Tuesday, March 4, 2014

Corporate Conscience?


What ever became of Sundays?  The former "day of rest" and family get-together is being destroyed by big business. Employees of banks, supermarkets and big box stores are forced to work on Sundays, and at the same pay as for week days. If the worker does not like that, the employer points to the lines of unemployed knocking at the door, people who would take jobs on any terms the boss dictates. Big business thrives on big unemployment. It thrives on rendering voiceless employees wanting to present a united front against exploitive conditions. It allows corporate bosses to play off one element of society against the other, with the result we are all losers, except the short-term gain by shareholders and bonuses for the bosses.

It is estimated that up to 300,000 people currently work unpaid in some of our largest and wealthiest corporations. The Toronto Star reports on the exploitation of interns (Interns decry all work and no pay, March 3, 2014).
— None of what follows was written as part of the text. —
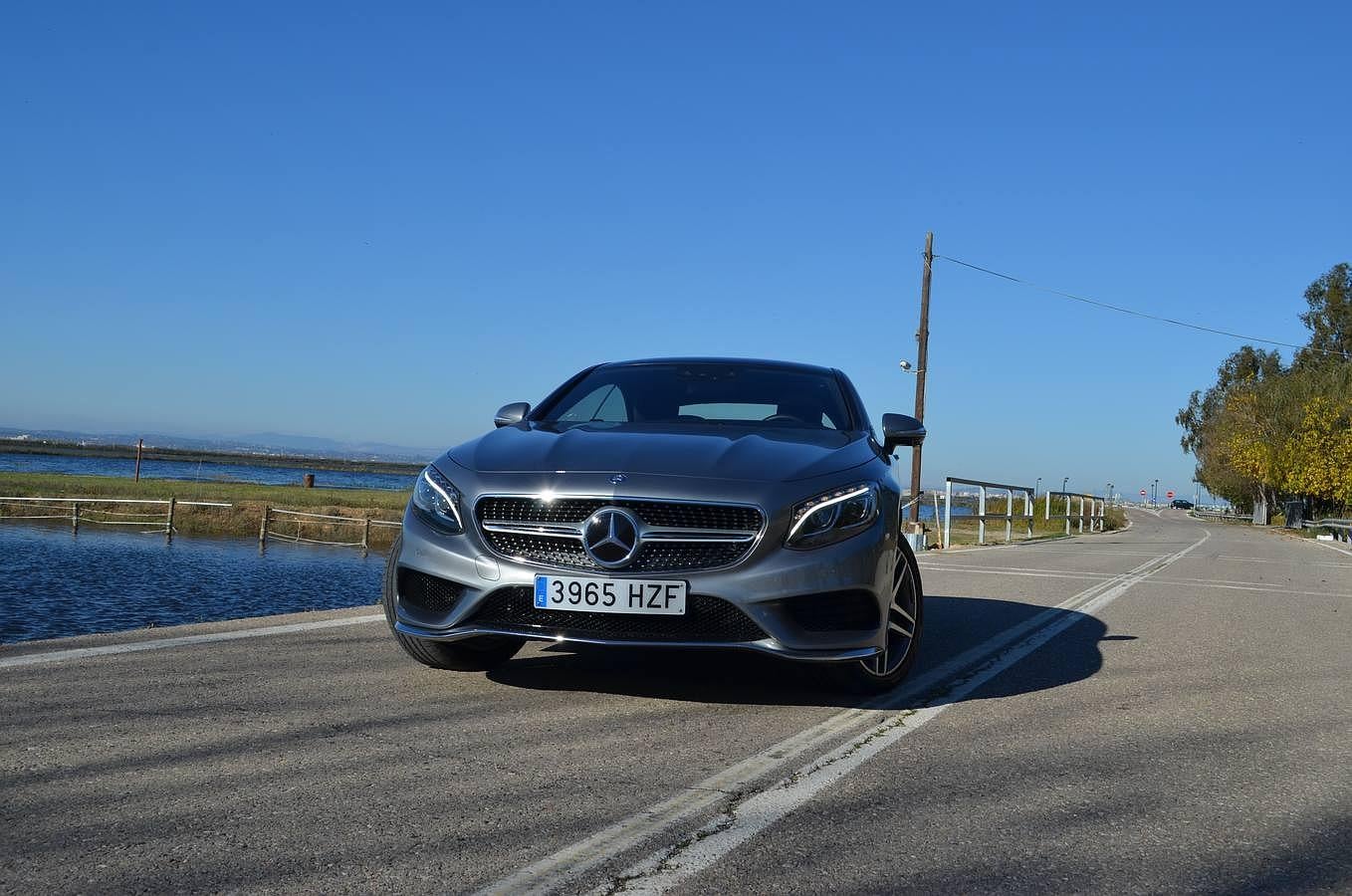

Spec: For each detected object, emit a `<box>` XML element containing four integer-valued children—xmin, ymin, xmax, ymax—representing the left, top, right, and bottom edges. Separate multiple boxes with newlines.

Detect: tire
<box><xmin>834</xmin><ymin>538</ymin><xmax>925</xmax><ymax>693</ymax></box>
<box><xmin>380</xmin><ymin>537</ymin><xmax>525</xmax><ymax>672</ymax></box>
The article tells of university graduates working at no pay for a variety of companies such as a Toronto-based think-tank, certain marketing companies, the Fairmont Waterfront Hotel in Vancouver, Bell Canada and untold others.

The interns are warned that if they refuse unpaid work including overtime of up to 60 hours a week, they will not get a reference. This blackmail works. Corporations get labour at no cost, all in the guise of giving young people business experience. They render benefit to the company, a benefit that deserves pay, including benefits.

Anyone who deposits food in the collection bins in the the big box stores is, in effect, subsidizing the store. Low salaries force their staff to frequent food banks, to retrieve the food purchased from their employer who has made a profit from its sale.